People love throwing around statistics, and increasingly people love debunking statistics, but that kind of scrutiny is normally directed at surveys conducted by people who are not statisticians. Most people generally hear words like “statistical sampling” and “disclosure avoidance procedure” and assume that those people surely know what they’re doing.
But you don’t have to have training in statistics to read this paper and understand what happened. The Census Bureau, unlike many organizations and businesses that claim to “anonymize” datasets, knows that individual identities cannot be kept confidential simply by removing “identifiers” like name and address, which is why they use techniques like “data swapping” and “synthetic data.” It doesn’t take a mathematician to understand that when you’re making up data, you might have trouble maintaining the accuracy of the overall microdata sample.

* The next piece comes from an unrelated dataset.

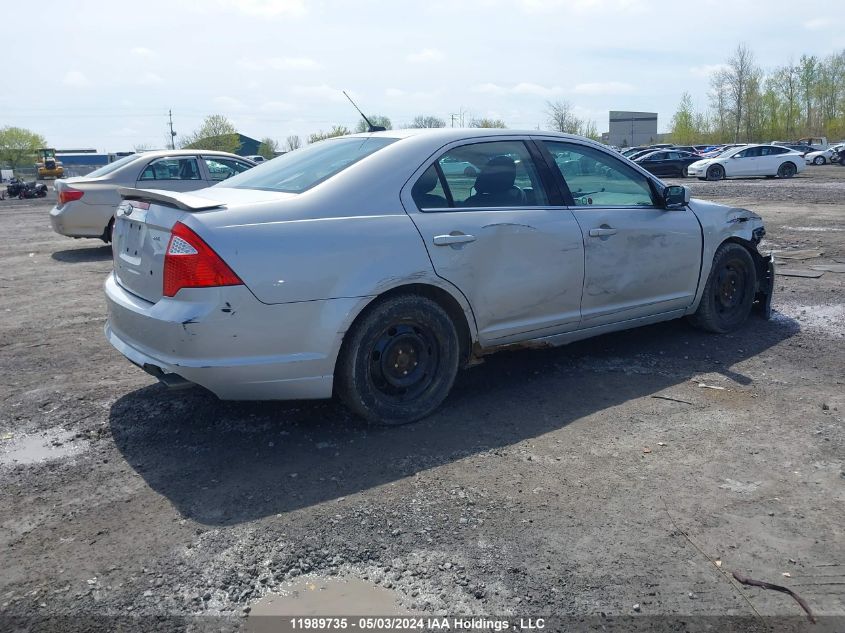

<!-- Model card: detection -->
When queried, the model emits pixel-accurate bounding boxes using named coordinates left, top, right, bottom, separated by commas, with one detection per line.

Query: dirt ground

To the Bureau’s credit, it does acknowledge where inaccuracies exist. But as the researchers found, the Bureau is unwilling to correct its mistakes because doing so could reveal how they altered the data in the first place and thus compromise someone’s identity. Which gets to the heart of the problem:
Newer techniques, such as swapping or blanking, retain detail and provide better protection of respondents’ confidentiality. However, the effects of the new techniques are less transparent to data users and mistakes can easily be overlooked.
The problems with current methods of data collection aren’t limited to the Census PUMS files either. The weaknesses outlined by this former employee could apply to so many organizations.
This is why we have to work on new ways to collect, analyze, and release sensitive data.